Extension to 3D: The current framework is limited to 2D image segmentation; combining it with 2D-to-3D lifting for robotics and other 3D applications is an important future direction.
Exploring lightweight language models as MLLM substitutes to reduce computational overhead.
Integrating SAM's prompt-based segmentation capability to further enhance part mask quality.

Contrasted with VLPart and PartGLEE: the former uses text-guided detection heads; the latter adopts a unified architecture but lacks semantic hierarchy.
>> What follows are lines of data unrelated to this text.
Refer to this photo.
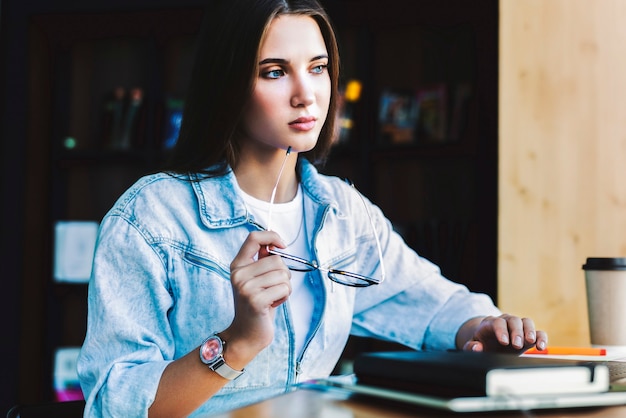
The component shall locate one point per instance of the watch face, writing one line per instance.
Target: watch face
(211, 349)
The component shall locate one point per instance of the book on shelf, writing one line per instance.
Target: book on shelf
(74, 245)
(398, 116)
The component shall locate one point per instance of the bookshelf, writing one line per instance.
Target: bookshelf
(86, 145)
(440, 195)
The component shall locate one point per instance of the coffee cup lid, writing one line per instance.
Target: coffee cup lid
(605, 263)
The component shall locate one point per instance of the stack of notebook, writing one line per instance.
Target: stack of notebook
(473, 382)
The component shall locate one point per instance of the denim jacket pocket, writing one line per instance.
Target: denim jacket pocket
(217, 313)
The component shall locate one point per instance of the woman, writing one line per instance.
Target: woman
(203, 296)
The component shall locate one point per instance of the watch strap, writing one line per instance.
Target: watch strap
(220, 367)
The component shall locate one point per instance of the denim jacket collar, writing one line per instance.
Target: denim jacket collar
(231, 210)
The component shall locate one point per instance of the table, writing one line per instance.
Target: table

LangHOPS contributes the missing semantic reasoning dimension.
The application of MLLMs in segmentation tasks is emerging (e.g., PSALM, LISA); LangHOPS opens the more fine-grained part-level direction within this trend.
The language-space hierarchical modeling paradigm is generalizable to other hierarchical visual tasks (e.g., scene graph parsing, relation reasoning).

Rating¶

Novelty: ⭐⭐⭐⭐ Language-space hierarchical modeling combined with MLLM-based part parsing; a novel research direction.
Experimental Thoroughness: ⭐⭐⭐⭐⭐ Three evaluation settings (in-domain / cross-dataset / zero-shot) with comprehensive ablations.
Writing Quality: ⭐⭐⭐⭐ Clear framework presentation and well-designed experiments.
Value: ⭐⭐⭐⭐ Pioneers MLLM application for part-level segmentation.